In the current scenario, C-section delivery is done not only because of medical complications but also some women choose C-section, though the medical necessity doesn’t exist. This is elective C-section or parent-choice C-section. Some of the reasons why some women choose C-section include:
- Fear of the delivery pain
- Fear of unpredictable outcomes
- Concern about sexual life in the future
- Avoid the traumatic experiences of a previous vaginal birth
- To avoid the possible medical conditions, such as incontinence and perineal damage
- Personal issues, such as their family and work place issues
Obstetricians may do counselling and convince the patients for a safe and successful vaginal delivery, unless they anticipate some medical complications.
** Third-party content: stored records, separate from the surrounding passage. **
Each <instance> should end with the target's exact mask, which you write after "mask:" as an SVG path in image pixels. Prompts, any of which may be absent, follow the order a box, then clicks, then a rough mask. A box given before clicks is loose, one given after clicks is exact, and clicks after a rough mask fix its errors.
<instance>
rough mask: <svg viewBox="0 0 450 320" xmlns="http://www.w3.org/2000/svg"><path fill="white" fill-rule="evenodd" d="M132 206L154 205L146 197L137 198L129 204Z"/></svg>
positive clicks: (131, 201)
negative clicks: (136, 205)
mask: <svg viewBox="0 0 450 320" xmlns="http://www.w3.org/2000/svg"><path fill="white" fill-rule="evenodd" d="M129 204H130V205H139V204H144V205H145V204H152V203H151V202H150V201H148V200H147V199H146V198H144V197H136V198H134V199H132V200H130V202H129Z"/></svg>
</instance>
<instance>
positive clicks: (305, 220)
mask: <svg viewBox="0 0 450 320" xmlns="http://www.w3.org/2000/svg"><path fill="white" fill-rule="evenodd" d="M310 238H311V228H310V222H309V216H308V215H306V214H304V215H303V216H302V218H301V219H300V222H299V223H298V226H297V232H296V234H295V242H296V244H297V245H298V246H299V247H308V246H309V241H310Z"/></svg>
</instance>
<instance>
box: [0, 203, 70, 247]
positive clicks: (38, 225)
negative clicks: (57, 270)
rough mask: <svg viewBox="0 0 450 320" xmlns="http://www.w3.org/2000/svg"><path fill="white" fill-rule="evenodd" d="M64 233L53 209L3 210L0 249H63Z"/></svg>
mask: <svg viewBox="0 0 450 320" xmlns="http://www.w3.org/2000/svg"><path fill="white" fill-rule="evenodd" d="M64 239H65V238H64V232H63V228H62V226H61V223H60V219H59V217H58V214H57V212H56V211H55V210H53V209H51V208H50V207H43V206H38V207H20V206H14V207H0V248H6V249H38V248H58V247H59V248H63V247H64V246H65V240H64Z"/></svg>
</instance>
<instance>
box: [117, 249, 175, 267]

Preparation for Caesarean Delivery
Once you are moved into the surgery room, an intravenous line, through which fluids and medications are given during the surgery, is placed in a vein of your arm. Antibiotics may be administered to prevent infection. A thin tube or catheter will be placed in the urethra, so as to drain the bladder and keep it empty during the procedure. Anaesthesia, usually a spinal block, will be administered, then your doctor will make two incisions, one through the skin and the abdominal wall and the second one through the uterus. The abdominal wall incision is made 10 cms in length and the incision passes into the skin and fat. It is usually a horizontal low and cosmetically aesthetic incision. The abdominal muscles are moved apart. After this incision the uterus is opened to remove the baby. Once the baby is out, your doctor will clamp and cut the umbilical cord and remove the placenta. Closure is with absorbable sutures
As you will be awake during your caesarean, you will see the baby immediately and the atmosphere in the operating room is kept family friendly. You will have a catheter and an I.V line, which all is taken down the next day. Pain relief will be prescribed, as will antibiotics. Mobilisation happens in 12 to 24 hours but breastfeeding can be immediate, even in the recovery room.